The two women spent time shadowing undertakers and celebrants and interviewing hospice patients and health professionals to create the production. Covering a range of topics, The Death Show looks at funeral traditions, people's nervousness to discuss death and anxieties about how we will be remembered.
A darkly comic tale, The Death Show was inspired by the artists' own fear of death and the knowledge that society as a whole tends to shy away from discussion around the end of life.
Lucy and Antonia say: "Through the development of this show, we realised how important and necessary it is for us as a society to talk more about death. It shouldn't be a subject matter that is discussed in whispers or left until it becomes an inescapable conversation at the end of our lives. It is something that we should be discussing when we are healthy and able to make informed choices and decisions about our end of life plans."
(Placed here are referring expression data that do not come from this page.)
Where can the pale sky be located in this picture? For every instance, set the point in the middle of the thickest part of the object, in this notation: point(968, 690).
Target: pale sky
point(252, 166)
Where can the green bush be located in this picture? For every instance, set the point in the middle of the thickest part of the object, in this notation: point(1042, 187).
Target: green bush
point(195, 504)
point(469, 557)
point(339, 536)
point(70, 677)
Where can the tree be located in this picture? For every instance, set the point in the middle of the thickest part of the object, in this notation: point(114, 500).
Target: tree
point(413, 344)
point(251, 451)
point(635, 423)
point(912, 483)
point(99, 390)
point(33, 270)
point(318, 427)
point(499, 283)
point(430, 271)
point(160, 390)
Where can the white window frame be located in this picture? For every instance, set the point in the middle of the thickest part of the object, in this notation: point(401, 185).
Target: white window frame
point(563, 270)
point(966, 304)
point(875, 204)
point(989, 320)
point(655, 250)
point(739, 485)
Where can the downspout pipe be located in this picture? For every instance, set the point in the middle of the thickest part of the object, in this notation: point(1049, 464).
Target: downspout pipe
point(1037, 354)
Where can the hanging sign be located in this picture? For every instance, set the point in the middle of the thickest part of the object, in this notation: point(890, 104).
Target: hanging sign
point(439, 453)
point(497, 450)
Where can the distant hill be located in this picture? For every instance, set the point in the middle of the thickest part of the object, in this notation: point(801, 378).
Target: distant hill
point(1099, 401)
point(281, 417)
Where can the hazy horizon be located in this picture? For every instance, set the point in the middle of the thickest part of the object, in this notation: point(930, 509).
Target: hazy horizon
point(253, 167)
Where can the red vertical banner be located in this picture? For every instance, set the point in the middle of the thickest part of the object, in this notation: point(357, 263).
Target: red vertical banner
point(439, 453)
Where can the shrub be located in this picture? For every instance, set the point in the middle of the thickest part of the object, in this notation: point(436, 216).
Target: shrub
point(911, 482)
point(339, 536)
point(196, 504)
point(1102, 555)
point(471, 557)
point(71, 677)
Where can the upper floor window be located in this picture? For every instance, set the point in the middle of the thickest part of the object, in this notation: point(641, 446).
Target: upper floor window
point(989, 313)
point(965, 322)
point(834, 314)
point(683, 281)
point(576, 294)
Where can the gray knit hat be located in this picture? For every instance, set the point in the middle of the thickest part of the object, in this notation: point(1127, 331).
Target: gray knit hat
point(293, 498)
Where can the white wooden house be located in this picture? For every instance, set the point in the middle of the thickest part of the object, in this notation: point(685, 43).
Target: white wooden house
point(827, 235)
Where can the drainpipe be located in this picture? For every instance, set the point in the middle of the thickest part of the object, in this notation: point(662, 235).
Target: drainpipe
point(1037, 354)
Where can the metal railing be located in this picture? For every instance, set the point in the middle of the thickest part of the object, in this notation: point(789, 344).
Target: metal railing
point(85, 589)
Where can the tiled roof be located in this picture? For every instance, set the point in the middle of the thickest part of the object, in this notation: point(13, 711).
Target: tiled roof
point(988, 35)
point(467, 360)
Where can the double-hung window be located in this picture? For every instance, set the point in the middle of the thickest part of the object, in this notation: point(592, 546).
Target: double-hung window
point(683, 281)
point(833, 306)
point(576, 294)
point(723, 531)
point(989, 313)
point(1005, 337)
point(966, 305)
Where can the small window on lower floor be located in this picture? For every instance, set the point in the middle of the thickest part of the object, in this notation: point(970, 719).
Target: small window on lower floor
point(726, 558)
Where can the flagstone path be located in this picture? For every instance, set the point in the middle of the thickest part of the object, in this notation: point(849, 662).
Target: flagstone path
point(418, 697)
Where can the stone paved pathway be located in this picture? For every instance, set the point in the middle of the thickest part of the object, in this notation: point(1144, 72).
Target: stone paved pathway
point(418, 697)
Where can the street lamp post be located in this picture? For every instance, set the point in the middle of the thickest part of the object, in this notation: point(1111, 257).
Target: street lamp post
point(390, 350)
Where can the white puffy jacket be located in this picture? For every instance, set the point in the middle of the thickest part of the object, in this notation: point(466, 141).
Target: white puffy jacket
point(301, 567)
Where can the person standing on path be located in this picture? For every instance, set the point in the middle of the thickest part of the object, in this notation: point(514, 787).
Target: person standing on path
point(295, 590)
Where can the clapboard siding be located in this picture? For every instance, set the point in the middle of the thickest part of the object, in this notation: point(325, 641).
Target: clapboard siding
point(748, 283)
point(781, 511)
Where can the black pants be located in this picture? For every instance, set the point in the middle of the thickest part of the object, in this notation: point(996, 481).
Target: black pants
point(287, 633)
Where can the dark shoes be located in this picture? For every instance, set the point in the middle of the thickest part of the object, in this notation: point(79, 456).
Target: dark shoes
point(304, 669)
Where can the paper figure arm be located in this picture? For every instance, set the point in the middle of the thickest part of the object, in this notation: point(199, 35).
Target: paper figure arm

Lucy Nicholls and Antonia Beck in The Death Show. Photos: Graeme Braidwood
And they add: "Everyone is entitled to a 'good death' but we have come to realise that this can only happen when we discuss and start to understand what that means for each of us as individuals. Therefore conversations about death and dying are essential and in fact we have found that talking about death is really incredibly life-affirming. With The Death Show, we hope that people will join us in celebrating life and death, by bringing death out of the shadows and into the light."
The matinee performance on Saturday 27 January at Birmingham Rep will be followed by a question and answer session with the artists and with members of BrumYODO, a Birmingham-based community collective which organises events to encourage open and honest discussion about death and dying.